Perl: how to parse xml file sequentially

I have an XML file that describes a data structure that I can exchange for a UDP channel. For example: Here is my input XML file describing my data structure.

<ds> <uint32 name='a'/> <uint32 name='b'/> <string name='c'/> <int16 name='d'/> <uint32 name='e'/> </ds> 

Parsing this XML file using Perl XML: Simple, allows me to generate the following hash

 $VAR1 = { 'uint32' => { 'e' => {}, 'a' => {}, 'b' => {} }, 'int16' => { 'name' => 'd' }, 'string' => { 'name' => 'c' } }; 

As you can see, after the parsing, I cannot understand what the relative position of the 'e' field will be relative to the beginning of the data structure.

I would like to find the offsets of each of these elements.

I tried to find an XML perl parser that allows me to parse an XML file sequentially, something like the getnexttag () function, but cannot find.

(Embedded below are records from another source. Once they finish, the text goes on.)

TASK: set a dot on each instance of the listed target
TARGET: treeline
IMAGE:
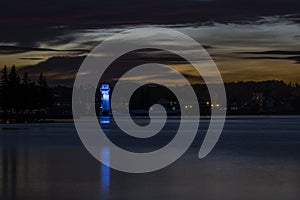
(21, 96)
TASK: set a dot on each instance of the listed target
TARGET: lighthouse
(105, 105)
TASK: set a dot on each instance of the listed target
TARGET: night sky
(250, 40)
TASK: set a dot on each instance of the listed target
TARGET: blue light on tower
(104, 106)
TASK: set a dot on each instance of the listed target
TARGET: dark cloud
(7, 50)
(274, 55)
(274, 52)
(31, 58)
(31, 22)
(58, 70)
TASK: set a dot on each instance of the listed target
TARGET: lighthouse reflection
(105, 174)
(104, 119)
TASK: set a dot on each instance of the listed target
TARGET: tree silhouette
(4, 88)
(44, 93)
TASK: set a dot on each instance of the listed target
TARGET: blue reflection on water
(104, 119)
(105, 175)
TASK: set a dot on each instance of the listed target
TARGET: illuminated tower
(104, 106)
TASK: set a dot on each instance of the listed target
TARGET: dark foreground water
(255, 158)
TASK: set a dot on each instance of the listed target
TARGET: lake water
(255, 158)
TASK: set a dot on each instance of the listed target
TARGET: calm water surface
(255, 158)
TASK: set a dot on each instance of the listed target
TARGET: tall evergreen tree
(4, 88)
(45, 96)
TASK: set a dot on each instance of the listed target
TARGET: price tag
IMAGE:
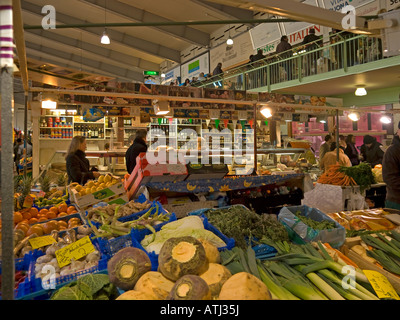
(75, 251)
(383, 288)
(40, 242)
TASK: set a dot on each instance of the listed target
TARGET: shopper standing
(325, 147)
(391, 172)
(138, 146)
(284, 50)
(330, 158)
(78, 167)
(351, 150)
(372, 151)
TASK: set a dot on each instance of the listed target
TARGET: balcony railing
(339, 53)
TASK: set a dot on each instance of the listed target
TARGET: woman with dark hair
(351, 150)
(78, 167)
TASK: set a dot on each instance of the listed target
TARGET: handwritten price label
(40, 242)
(75, 251)
(381, 285)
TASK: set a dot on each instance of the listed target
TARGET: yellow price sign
(40, 242)
(75, 251)
(383, 288)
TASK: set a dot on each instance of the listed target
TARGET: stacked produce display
(115, 249)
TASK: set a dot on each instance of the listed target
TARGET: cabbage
(188, 226)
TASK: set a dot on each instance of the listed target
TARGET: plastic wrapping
(301, 233)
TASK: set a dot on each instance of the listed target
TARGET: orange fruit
(51, 215)
(34, 229)
(62, 224)
(22, 226)
(43, 211)
(63, 207)
(34, 212)
(18, 217)
(54, 209)
(48, 227)
(33, 220)
(71, 209)
(26, 215)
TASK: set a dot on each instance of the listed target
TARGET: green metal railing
(340, 53)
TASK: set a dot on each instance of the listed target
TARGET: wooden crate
(366, 265)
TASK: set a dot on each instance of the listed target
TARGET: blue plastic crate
(32, 288)
(138, 236)
(111, 246)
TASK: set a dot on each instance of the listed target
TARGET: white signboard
(194, 67)
(263, 34)
(237, 54)
(172, 75)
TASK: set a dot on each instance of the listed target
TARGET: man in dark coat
(391, 172)
(284, 51)
(373, 151)
(138, 146)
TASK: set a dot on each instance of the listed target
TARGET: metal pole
(337, 135)
(7, 190)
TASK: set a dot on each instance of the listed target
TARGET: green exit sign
(151, 73)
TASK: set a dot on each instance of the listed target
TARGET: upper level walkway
(344, 54)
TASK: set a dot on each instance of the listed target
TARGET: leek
(294, 281)
(273, 284)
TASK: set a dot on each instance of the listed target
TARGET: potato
(127, 266)
(154, 284)
(190, 287)
(215, 276)
(212, 252)
(181, 256)
(244, 286)
(135, 295)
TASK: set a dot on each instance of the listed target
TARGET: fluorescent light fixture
(266, 112)
(360, 91)
(105, 39)
(161, 108)
(385, 119)
(354, 116)
(49, 104)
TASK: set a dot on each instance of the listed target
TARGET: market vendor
(391, 172)
(78, 167)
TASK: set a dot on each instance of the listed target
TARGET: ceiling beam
(146, 46)
(96, 65)
(300, 12)
(185, 33)
(98, 50)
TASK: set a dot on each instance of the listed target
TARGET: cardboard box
(366, 265)
(95, 197)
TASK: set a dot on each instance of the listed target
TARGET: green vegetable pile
(88, 287)
(316, 225)
(362, 175)
(239, 223)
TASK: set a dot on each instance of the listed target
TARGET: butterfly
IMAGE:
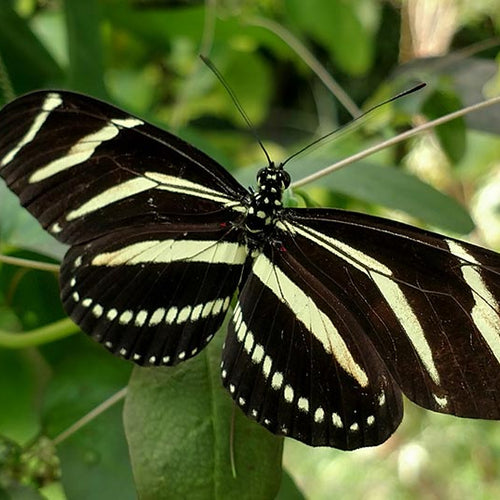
(337, 313)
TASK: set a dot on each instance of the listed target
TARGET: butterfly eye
(284, 178)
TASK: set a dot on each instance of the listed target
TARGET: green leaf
(20, 394)
(451, 135)
(178, 424)
(27, 61)
(336, 25)
(83, 21)
(94, 459)
(18, 228)
(396, 189)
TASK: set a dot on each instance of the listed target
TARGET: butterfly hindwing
(84, 168)
(338, 313)
(297, 360)
(429, 304)
(153, 295)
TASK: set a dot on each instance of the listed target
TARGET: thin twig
(299, 48)
(91, 415)
(395, 140)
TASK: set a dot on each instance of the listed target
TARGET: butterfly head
(274, 179)
(266, 203)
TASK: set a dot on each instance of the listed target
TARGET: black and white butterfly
(338, 313)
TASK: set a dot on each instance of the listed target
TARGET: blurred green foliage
(142, 55)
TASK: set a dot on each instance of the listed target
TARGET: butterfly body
(337, 314)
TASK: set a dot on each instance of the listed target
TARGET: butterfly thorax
(266, 203)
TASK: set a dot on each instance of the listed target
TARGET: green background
(177, 435)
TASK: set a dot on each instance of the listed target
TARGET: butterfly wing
(359, 307)
(296, 359)
(430, 304)
(84, 168)
(156, 254)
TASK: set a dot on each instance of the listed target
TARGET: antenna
(354, 120)
(237, 103)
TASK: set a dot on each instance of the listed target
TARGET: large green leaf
(451, 135)
(178, 424)
(336, 25)
(83, 21)
(27, 61)
(94, 459)
(396, 189)
(20, 394)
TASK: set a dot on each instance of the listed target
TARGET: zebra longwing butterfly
(338, 313)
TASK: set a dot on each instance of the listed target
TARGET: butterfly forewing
(101, 169)
(153, 294)
(338, 312)
(156, 260)
(429, 304)
(316, 377)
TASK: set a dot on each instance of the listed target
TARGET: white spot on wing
(319, 415)
(157, 316)
(51, 102)
(337, 421)
(126, 317)
(288, 393)
(141, 317)
(277, 380)
(486, 310)
(97, 310)
(303, 404)
(166, 251)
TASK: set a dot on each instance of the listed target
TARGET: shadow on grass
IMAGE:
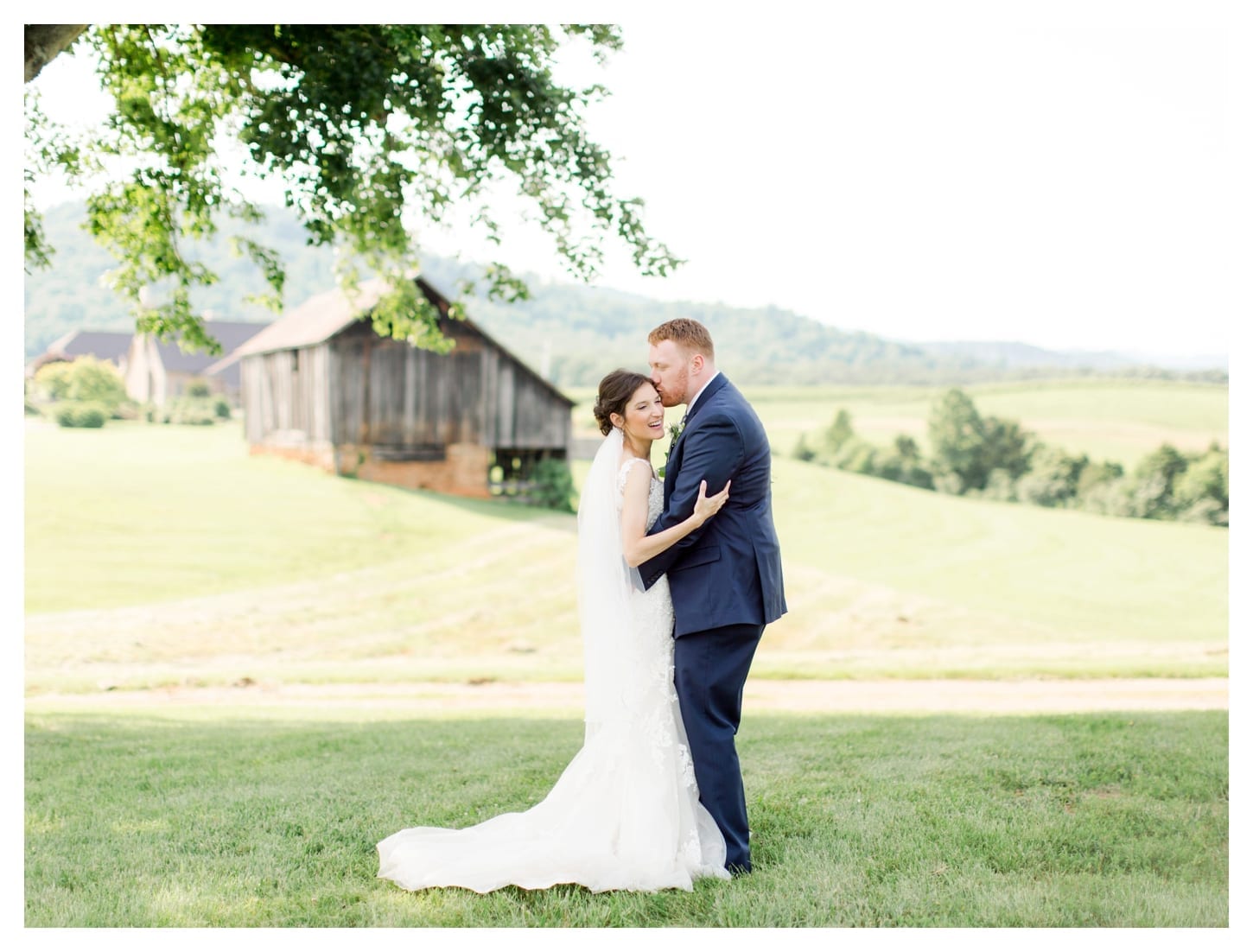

What is the best way to do this programmatically? If not perl, then what other language is best suited to do the job?

+4
source share
3 answers

You will need to use a stream analyzer with appropriate callbacks, it will also improve the parsing speed (and reduce memory consumption if everything is done correctly) when it comes to larger datasets, which is a good / strong> awesome.

I recommend that you use XML::SAX , an introduction to the module is available at the following link:

Provide callbacks for start_element so you can read the value of each element one at a time.


Could you write me a simple example?

Yes, and I already have it! ; -)

In the fragment below, the provided OP data will be analyzed and the name of each element will be printed, as well as the key / value of the attributes.

This should be fairly easy to understand, but if you have any questions, feel free to add them as comments, and I will update this post with more details.

 use warnings; use strict; use XML::SAX; my $parser = XML::SAX::ParserFactory->parser( Handler => ExampleHandler->new ); $parser->parse_string (<<EOT <ds> <uint32 name='a'/> <uint32 name='b'/> <string name='c'/> <int16 name='d'/> <uint32 name='e'/> </ds> EOT ); # # # # # # # # # # # # # # # # # # # # # # # # package ExampleHandler; use base ('XML::SAX::Base'); sub start_element { my ($self, $el) = @_; print "found element: ", $el->{Name}, "\n"; for my $attr (values %{$el->{Attributes}}) { print " '", $attr->{Name}, "' = '", $attr->{Value}, "'\n"; } print "\n"; } 

Output

 found element: ds found element: uint32 'name' = 'a' found element: uint32 'name' = 'b' found element: string 'name' = 'c' found element: int16 'name' = 'd' found element: uint32 'name' = 'e' 

I am not satisfied with XML :: SAX, are there any other modules?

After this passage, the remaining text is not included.